僕は子供の頃から「カッコウが鳴くころに種を蒔け、苗を植えろ」と聞かされてきましたが(実家は農家ではありません)、これは多分全国共通で相当昔から言われていることだろうと思います。

昨日は、妻と二人、朝7時半に自宅を出発し、車で3時間ほど走った先のニセコまで、葡萄の苗を植えに行ってきました。
以前に紹介しました「羊蹄グリーンビジネス」という会社の新しい畑です。この会社では現在葡萄畑を少しずつ拡充しており、数年後のワイナリー建設時には自前の畑で獲れた葡萄だけでワインを作ろうとしています。
ワイン用葡萄の栽培は大変なことですが、それ以上にワイナリーを経営するということも大変難しいことです。経営の安定のためにいくつもの産地から葡萄を買い集めてワインを造る日本のワイナリーは多く、大手では外国から輸入した葡萄液を使用したり、輸入ワインをブレンドして自社製品としています。これは諸外国のワイン文化ではほとんど考えられないことですが、それはつまり、どこのワイナリーでも産地の特色を出すことに大きな価値を見出しているからです。ワイナリーが自らその周辺で収穫した葡萄だけでワインを造り、そのボトルに誇りを持って自社のラベルを貼るというのは至極当然のことであるにもかかわらず、残念ながら日本ではまだそういうワイナリーが非常に少ないというのが現状です。
この当たり前のことを当たり前にやろうとする姿勢に共感して、昨年は葡萄の収穫とワインラベルのデザインをすることで僅かながら協力しました。今年はもう一歩進んで、葡萄の苗を植えるところからお手伝いしました。

                                                                                       

農作業にはうってつけの薄曇り空。

羊蹄山の麓に純白の雲が広がる高原の斜面です。

周囲のいたるところからカッコウの声が聞こえてきます。

総勢10人ほどで200本の苗を植えました。

                                                      

                                                                                      

苗は一本一本手作業で、根を広げ、芽を傷めぬように注意しながら、谷に向って斜めに植えつけます。

                                                                                        
ワイン用の葡萄の苗を植えるというのは、なかなか出来ない貴重な体験です。
この体験の素晴らしさは、未来に訪れるであろうさらに貴重で喜ばしい体験を想像できるというところにあります。

自分で収穫した葡萄で出来たワインというだけで十分感慨深いものがあるのに、自分で植えた苗からできたワインとなればその感動はどれほどのものになるでしょうか。
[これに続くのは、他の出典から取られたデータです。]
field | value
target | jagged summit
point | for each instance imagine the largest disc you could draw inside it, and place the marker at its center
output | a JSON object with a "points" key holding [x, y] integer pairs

しかもその感動は、より深まりながら毎年繰り返されていくのです。
あ~楽しみィー!

                                                                                            
妻には「うちの畑も早くやって」と言われてますが、トマトとかキュウリとか、いまひとつやる気が起きないのはいたしかたありませんです。